Véhicules immatriculés en 2009: Contrôle technique obligatoire dès l'année prochaine



Le contrôle technique des véhicules immatriculés en 2009 est obligatoire à partir du 2 janvier 2011. C'est ce qu'a annoncé jeudi l'Etablissement national de contrôle technique automobile (Enacta). Selon un communiqué de l'établissement, tous les propriétaires des véhicules concernés par cette procédure périodique et obligatoire doivent présenter leurs véhicules au niveau des agences de contrôle technique réparties sur le territoire national. A l'instar de la précédente opération, les véhicules doivent être présentés au contrôle selon les dates de leurs immatriculations portées sur leurs cartes grises respectives (en haut à gauche). Ainsi et à la faveur de ce communiqué, les véhicules immatriculés en janvier 2009 sont concernés par cette procédure en janvier 2011, ceux immatriculés en février 2009 doivent subir le contrôle technique en février 2011. « Les contrevenants à cette mesure risquent une amende allant de 20.000 à 50.000 dinars », précise le communiqué. Ils peuvent également, selon la législation en vigueur, s'exposer à une peine d'emprisonnement d'une durée de 2 à 6 mois, la suspension du permis de conduire pour une durée d'une année et son annulation en cas de récidive, rappelle le même document. Pour mieux informer les automobilistes sur la mise en oeuvre du processus du contrôle technique automobile, le communiqué signale que le ministère des Transports vient de lancer une campagne d'information et de sensibilisation à l'adresse des propriétaires de véhicules particuliers immatriculés en 2009, les invitant à les présenter au contrôle technique.

254 agences de contrôle sont opérationnelles au niveau national et disposent de 394 lignes pour le traitement des véhicules concernés par cette mesure. Un récent bilan de l'Enacta indique que 8.925 véhicules sur 2 millions, ayant subi un contrôle technique entre janvier et septembre 2010, ont été retirés de la circulation. Selon le directeur général de l'Etablissement M. Abdallah Ghrieb qui s'exprimait dernièrement à la radio nationale, 42.000 voitures sont « en sursis » et exposées à un éventuel retrait de la circulation, leurs propriétaires bénéficiant d'un délai variant entre 15 et 30 jours pour réparer des défaillances techniques qui ne nécessitaient pas l'immobilisation immédiate du véhicule. Le directeur de l'Enacta a également fait état d'une dizaine d'agences de contrôle technique sanctionnées au 30 septembre 2010 pour avoir manqué à leurs responsabilités. Les sanctions ont varié entre l'avertissement et la fermeture provisoire de 1 à 3 mois avec des retraits d'agrément, allant même jusqu'au retrait définitif pour certains.

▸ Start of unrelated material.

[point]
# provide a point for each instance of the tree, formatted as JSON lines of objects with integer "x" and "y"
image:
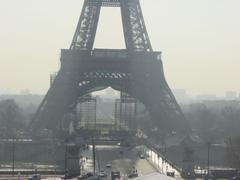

 En outre, le patron de l'établissement public a mis l'accent sur l'effort de rajeunissement du parc national de véhicules pour parer à la multiplication des défaillances d'ordre mécanique et réduire le nombre des accidents de la circulation, puisque, indique-t-il, « pas loin de 1/5 du parc auto a moins de cinq ans ». Le responsable de l'Enacta a également appelé à l'unification des statistiques relatives aux véhicules en Algérie dont le nombre s'élève, selon lui, à 5,5 millions, alors que les chiffres de l'Office national des statistiques (ONS), publiés la semaine passée, font état de 4,1 millions de véhicules.

 Le contrôle technique périodique des véhicules, rendu obligatoire par la loi du 10 février 1987 relative à l'organisation, la sécurité et la police de circulation, est devenu effectif à partir de février 2003. Entre février 2003 et octobre 2009, presque 11 millions de véhicules ont subi des contrôles techniques. Plus de 400.000 véhicules ont été retirés de la circulation.